Secretary of State Condoleezza Rice said Tuesday she is confident the U.N. Security Council will find an "appropriate vehicle" for expressing its concern about Iran's nuclear program. Rice spoke in Jakarta amid reports of discord among permanent Security Council members about the handling of the nuclear issue.
The Secretary of State is downplaying reports of divisions among the permanent Security Council members about the Iran issue, and says she is confident the world community will send Tehran a "very strong message" on the need to give up its nuclear ambitions.
Rice spoke at a news conference with her Indonesian counterpart Hasan Wirayuda amid reports that U.S.-led efforts to get the council to approve a strongly worded president's statement on Iran have bogged down. The United States and other countries are concerned that Iran may secretly be trying to develop nuclear weapons, in violation of the Non-proliferation Treaty.

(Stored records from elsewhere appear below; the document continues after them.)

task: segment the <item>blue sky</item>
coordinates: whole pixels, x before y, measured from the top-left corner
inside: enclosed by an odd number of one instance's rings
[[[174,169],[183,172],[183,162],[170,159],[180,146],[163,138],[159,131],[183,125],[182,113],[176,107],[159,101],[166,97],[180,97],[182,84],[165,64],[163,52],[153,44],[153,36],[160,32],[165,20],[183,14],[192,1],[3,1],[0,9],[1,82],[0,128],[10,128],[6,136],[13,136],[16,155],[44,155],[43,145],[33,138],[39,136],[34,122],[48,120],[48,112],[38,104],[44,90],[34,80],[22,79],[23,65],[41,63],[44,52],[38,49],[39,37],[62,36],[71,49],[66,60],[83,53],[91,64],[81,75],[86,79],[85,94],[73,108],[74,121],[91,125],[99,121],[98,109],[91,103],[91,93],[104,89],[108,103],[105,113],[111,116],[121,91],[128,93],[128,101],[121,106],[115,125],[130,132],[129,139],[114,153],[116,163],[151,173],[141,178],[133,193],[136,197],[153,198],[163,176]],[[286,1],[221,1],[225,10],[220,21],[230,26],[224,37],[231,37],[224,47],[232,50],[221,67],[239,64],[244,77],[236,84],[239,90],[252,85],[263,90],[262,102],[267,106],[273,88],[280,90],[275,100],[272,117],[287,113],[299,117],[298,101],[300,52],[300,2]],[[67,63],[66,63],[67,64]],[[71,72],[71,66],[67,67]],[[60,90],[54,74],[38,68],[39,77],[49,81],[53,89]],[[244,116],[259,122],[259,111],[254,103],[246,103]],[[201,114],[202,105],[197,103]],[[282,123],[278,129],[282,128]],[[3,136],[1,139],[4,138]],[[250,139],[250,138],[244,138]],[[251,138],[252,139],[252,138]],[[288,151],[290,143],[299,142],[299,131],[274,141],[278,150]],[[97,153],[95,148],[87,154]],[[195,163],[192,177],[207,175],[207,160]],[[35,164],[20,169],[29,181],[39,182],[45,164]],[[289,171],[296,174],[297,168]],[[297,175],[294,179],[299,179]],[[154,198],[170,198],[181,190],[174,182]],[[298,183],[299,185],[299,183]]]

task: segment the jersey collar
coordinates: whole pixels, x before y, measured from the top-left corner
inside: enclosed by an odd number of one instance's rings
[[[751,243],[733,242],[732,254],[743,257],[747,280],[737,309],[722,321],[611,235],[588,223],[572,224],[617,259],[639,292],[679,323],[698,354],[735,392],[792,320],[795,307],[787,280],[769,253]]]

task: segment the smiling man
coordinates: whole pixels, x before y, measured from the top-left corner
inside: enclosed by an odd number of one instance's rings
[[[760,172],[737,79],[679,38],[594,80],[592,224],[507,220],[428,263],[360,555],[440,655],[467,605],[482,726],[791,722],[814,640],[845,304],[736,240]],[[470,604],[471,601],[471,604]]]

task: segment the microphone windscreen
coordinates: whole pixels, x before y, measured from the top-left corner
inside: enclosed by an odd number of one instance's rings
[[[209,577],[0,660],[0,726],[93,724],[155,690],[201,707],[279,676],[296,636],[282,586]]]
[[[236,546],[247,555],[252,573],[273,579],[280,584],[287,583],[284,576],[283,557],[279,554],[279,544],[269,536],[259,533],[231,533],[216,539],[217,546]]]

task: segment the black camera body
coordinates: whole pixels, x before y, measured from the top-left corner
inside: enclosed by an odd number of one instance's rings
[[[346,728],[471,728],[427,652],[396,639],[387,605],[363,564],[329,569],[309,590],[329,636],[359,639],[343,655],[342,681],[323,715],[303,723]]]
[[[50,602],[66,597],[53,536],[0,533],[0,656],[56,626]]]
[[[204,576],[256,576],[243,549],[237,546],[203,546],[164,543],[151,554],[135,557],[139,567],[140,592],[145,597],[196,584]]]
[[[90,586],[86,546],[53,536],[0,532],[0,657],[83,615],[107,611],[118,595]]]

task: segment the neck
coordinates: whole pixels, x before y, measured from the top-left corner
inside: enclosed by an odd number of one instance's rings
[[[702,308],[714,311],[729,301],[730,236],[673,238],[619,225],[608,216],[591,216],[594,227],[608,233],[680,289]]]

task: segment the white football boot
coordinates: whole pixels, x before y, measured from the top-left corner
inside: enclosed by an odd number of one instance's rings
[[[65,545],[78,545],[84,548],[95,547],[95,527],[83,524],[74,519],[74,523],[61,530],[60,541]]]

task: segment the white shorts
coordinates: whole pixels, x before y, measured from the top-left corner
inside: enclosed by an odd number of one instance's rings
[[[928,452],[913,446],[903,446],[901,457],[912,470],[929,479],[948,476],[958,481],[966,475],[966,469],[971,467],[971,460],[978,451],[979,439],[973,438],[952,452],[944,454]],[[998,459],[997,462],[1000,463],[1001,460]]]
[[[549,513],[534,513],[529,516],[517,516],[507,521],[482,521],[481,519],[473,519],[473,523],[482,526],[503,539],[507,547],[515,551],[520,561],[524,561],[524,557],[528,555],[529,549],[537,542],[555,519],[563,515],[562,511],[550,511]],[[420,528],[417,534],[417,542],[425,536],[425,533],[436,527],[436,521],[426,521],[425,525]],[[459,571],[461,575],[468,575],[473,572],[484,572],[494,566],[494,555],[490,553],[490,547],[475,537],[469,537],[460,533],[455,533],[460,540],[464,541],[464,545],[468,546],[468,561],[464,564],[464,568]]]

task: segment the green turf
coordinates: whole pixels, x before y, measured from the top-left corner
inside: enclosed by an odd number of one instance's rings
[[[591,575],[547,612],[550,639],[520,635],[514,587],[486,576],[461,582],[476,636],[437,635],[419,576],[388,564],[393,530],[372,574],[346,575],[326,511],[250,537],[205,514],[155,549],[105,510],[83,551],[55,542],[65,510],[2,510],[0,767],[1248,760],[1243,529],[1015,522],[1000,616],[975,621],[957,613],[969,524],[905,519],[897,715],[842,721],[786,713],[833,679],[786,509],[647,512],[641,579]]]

Sources close to the council's deliberations in New York said late Monday the United States, Britain and France were pressing for early action on a statement calling on Iran to return to talks on its uranium enrichment program or face possible sanctions. But China and Russia were said to object to portions of the proposed text, including any mention of deadlines or a sanctions threat.
Asked abut the reports here, Secretary Rice says she is content to let diplomacy continue for a while before speculating what the outcome might be. She noted the United States had agreed with other permanent council members at the International Atomic Energy Agency meeting last month to postpone a U.N. referral for several weeks to allow more time for diplomacy outside the U.N. framework.
She said it is now time for action within the council, and predicted it will be forthcoming.
"We fulfilled that part of the bargain, and now it's time for this to be discussed in the Security Council," she said. "And I'm quite certain that when everyone has a chance to think about the importance of sending Iran a very strong message that it's time for Iran to heed the call of that resolution that was voted on February 4, telling Iran to suspend its activities, telling Iran to go back to negotiations, that we'll find the appropriate vehicle for doing so."
Rice said the Iranians have done nothing to demonstrate that the matter should not be in the Security Council, and said she knows no one within "the responsible community of nations" that wants Iran to have a nuclear weapon.
For his part, Foreign Minister Wirayuda said Indonesia upholds the right of Iran, as a signatory of the Nuclear Non-Proliferation Treaty, to develop nuclear technology for peaceful purposes. But he said his government "would be among the first" to tell Iran not to divert nuclear technology for weapons development.
He suggested Iran should avail itself of Russia's offer to enrich uranium for its civilian nuclear program on Russian territory to assuage concerns about Tehran's intentions.
"We encourage Iran to talk, to continue their discussions with Russia, because the agreements to enrich the uranium in Russia would a good solution on this issue," he said. " Likewise, we also very much encourage Iran to continue their discussion with the E.U. Three. And for that matter, we hope that the current situation could be solved peacefully, and time must be given for the peaceful resolution of this situation."
Iran denies U.S. assertions that its nominally peaceful nuclear program has a secret weapons component. But it has also insisted that it has a right to a complete nuclear fuel cycle including a uranium enrichment capability.